The authors compare reinforcement learning (RL) against various training and test-time baselines to evaluate its effectiveness in improving direct factual recall across multiple large language models and datasets. Results show that RL consistently outperforms all baselines, including supervised fine-tuning, rejection sampling, and test-time scaling methods, delivering substantial and robust accuracy gains. The improvement is not limited to in-domain settings but transfers across different datasets and model architectures, indicating a general enhancement of factual recall capability. Reinforcement learning achieves the highest accuracy across all tested models and benchmarks, significantly outperforming other training methods. RL improves factual recall in a way that test-time scaling strategies like majority voting or chain-of-thought prompting cannot replicate. The gains from RL are robust across different datasets, model sizes, and architectures, and are driven by the model's ability to recover facts that were previously inaccessible under standard decoding.

The authors evaluate the impact of different reward metrics on factual recall accuracy in reinforcement learning experiments across three language models.

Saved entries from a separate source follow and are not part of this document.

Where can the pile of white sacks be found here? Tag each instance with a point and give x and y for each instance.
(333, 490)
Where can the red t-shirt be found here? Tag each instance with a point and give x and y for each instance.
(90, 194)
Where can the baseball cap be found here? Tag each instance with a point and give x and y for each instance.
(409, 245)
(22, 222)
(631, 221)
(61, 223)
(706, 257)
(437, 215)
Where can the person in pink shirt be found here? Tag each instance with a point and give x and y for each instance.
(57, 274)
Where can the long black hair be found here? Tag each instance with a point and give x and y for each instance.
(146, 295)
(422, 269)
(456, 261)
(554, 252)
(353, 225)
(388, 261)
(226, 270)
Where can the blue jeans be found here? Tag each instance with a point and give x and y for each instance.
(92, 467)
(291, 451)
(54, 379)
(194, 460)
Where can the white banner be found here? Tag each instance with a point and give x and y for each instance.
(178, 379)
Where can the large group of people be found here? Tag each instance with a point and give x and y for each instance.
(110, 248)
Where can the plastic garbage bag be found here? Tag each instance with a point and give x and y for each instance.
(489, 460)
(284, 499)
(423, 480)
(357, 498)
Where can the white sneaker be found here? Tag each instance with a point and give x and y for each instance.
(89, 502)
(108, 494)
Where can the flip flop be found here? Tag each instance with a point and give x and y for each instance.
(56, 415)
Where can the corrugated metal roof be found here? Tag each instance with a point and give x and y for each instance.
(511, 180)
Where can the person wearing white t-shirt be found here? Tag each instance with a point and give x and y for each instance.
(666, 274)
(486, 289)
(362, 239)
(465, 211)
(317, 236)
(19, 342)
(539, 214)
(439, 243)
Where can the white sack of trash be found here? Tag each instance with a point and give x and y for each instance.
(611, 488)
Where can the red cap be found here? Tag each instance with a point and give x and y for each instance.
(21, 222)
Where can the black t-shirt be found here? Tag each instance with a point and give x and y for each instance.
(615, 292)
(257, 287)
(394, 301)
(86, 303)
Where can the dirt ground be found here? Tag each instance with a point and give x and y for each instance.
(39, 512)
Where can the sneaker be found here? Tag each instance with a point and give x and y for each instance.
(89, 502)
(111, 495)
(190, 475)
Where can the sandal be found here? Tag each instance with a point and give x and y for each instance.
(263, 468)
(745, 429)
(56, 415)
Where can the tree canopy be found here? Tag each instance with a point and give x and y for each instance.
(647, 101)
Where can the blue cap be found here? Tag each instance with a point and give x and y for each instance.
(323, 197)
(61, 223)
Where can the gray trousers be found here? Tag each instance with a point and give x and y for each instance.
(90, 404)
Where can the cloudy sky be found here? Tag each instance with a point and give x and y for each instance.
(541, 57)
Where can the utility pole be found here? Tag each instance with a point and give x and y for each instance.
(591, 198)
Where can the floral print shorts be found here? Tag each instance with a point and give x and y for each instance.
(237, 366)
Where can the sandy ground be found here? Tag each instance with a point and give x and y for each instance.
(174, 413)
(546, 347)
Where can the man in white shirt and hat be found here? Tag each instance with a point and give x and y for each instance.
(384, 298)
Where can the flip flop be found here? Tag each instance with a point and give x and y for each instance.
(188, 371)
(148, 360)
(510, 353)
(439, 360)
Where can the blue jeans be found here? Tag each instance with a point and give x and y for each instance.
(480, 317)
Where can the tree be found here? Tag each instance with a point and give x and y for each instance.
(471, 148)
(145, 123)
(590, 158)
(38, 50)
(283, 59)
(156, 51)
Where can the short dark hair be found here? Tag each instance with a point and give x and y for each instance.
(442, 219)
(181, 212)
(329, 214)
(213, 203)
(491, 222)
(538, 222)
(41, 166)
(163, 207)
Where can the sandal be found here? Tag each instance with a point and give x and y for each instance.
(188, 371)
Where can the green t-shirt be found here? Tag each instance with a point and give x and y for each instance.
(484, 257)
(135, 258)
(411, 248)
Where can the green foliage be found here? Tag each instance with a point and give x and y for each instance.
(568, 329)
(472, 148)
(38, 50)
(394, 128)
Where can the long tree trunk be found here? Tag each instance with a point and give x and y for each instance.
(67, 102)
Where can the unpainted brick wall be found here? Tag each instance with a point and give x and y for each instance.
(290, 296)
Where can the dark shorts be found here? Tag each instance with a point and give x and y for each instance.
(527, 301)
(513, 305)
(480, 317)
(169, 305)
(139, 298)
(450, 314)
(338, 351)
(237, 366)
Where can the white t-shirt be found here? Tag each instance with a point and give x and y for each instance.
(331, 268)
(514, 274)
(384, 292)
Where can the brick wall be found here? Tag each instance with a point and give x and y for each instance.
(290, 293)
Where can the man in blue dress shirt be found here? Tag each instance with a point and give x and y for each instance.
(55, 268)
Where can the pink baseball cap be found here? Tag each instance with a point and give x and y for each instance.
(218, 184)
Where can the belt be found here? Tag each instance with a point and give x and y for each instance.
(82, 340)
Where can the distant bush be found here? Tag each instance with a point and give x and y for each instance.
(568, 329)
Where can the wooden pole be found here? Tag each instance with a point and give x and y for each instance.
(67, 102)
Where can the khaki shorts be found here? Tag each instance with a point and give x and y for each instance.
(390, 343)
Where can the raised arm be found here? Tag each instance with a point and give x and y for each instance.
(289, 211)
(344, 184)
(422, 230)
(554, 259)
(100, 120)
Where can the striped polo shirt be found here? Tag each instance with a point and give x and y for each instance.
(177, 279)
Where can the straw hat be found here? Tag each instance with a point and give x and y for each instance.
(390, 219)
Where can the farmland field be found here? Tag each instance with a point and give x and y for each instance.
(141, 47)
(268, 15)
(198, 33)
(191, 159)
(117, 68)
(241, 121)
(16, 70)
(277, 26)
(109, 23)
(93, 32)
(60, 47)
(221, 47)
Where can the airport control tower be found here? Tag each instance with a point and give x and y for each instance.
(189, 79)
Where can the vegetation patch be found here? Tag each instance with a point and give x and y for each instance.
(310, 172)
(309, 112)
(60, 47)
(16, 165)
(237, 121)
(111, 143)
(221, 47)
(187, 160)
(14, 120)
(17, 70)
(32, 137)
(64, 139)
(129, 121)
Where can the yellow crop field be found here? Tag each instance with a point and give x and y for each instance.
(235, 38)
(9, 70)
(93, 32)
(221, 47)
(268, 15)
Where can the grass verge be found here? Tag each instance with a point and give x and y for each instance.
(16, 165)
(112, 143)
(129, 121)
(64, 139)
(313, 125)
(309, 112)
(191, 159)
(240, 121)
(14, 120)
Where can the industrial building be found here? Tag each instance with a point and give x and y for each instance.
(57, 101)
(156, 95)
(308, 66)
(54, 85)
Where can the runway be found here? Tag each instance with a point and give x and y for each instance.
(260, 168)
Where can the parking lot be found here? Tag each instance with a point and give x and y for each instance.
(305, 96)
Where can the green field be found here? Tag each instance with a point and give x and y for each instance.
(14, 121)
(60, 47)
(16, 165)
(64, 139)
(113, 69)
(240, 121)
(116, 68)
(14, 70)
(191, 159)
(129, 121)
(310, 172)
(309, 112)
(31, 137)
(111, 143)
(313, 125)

Results show that using an LLM-based judge for reward assignment yields significant improvements over both the pre-RL baseline and an exact-match reward metric, with the highest gains observed on the Qwen model. The findings indicate that the choice of reward function critically influences the effectiveness of RL in enhancing factual recall. LLM-based reward assignment leads to substantial accuracy improvements over both pre-RL and exact-match reward settings. The Qwen model achieves the highest accuracy under LLM-judge reward, demonstrating model-specific variations in RL effectiveness. Exact-match rewards result in minimal gains compared to LLM-based rewards, highlighting the importance of semantic evaluation in RL training.

The authors evaluate reinforcement learning against multiple training and inference-time baselines across diverse large language models and datasets to assess its impact on factual recall. The first set of experiments validates that reinforcement learning consistently outperforms alternative approaches by redistributing probability mass to retrieve previously inaccessible latent knowledge rather than introducing new facts. The second experiment validates that semantic reward assignment using an LLM-based judge significantly enhances training effectiveness compared to rigid exact-match criteria. Overall, these findings establish reinforcement learning as a robust and generalizable method for amplifying factual recall across varying model architectures and decoding strategies.